Cats Lend a Helping Paw in Search for Anti-HIV Drugs
September 16, 2014
If you’re not making regular trips to the vet for your kitty these days, you may not know that cats can get AIDS too. The feline virus FIV that causes the disease in cats looks a lot like HIV, a fact that Technion scientists say could inspire new anti-HIV drugs.
How can a cat help the fight against AIDS? Both FIV and HIV rely on a protein called integrase that inserts the virus’ DNA into an infected cell’s DNA. Now, Assistant Professor Akram Alian and graduate student Meytal Galilee of the Technion-Israel Institute of Technology may have found a new weak point in the protein that drug designers may be able to target in the future.
In an article published online this month in Cell Structure, the two researchers from the Faculty of Biology offer up a detailed, 3-D molecular map of FIV integrase that could help scientists also understand how this protein works in HIV.
For instance, the researchers have pinpointed a single amino acid change that seems to be critical in highlighting how the protein assembles itself from simpler building blocks.
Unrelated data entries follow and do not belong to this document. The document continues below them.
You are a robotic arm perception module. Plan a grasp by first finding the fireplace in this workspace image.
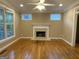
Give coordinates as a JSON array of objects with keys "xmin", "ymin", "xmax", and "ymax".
[
  {"xmin": 33, "ymin": 25, "xmax": 49, "ymax": 40},
  {"xmin": 36, "ymin": 31, "xmax": 46, "ymax": 37}
]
Anti-HIV drug designers are eager to find ways to derail this assembly process.
“Designing drugs which target such specific hot spots,” Alian explained, “ may be easier than targeting the entire protein-protein interacting interface.”
Scientists have been able to determine the 3-D structure of the complicated molecular core of HIV integrase. But in FIV, Alian and Galilee were able to solve the structure in a more simple form. The researchers determined that a mutation in a single amino acid can convert the integrase from the more complex to the simpler form in FIV.
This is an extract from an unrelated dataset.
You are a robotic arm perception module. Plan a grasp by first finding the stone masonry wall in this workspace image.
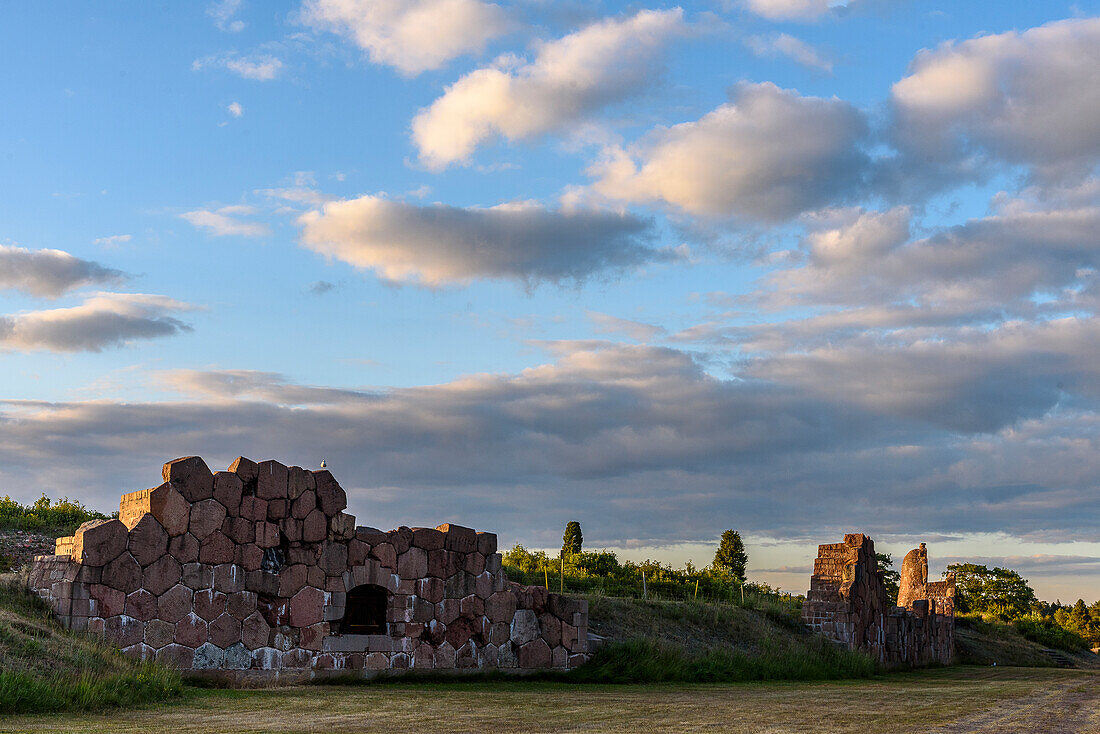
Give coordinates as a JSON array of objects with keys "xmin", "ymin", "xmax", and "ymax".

In fact, that single amino acid may act as a crucial “hinge” point that connects two molecular subunits and allows them to pivot about in the protein’s fully active core.
“Highlighting the hinge…is an important observation that should be considered in the future design of integrase drugs,” Alian said.
Their close examination of the crystal structure of the FIV integrase core also revealed that the “backbone” of the simple and complex forms are nearly identical. This may make it easier for scientists to study the simpler form in the laboratory and know that some of their findings will apply to the more complex HIV integrasecore as well.
In their next studies, Galilee and Alian hope to focus on how the FIV virus might evolve over time, to keep replicating in the face of a mutation like the one that produced the simple integrase core. “This will help us predict how emergent resistant viral variants may evolve to escape or become resistant to future drugs,” Alian said.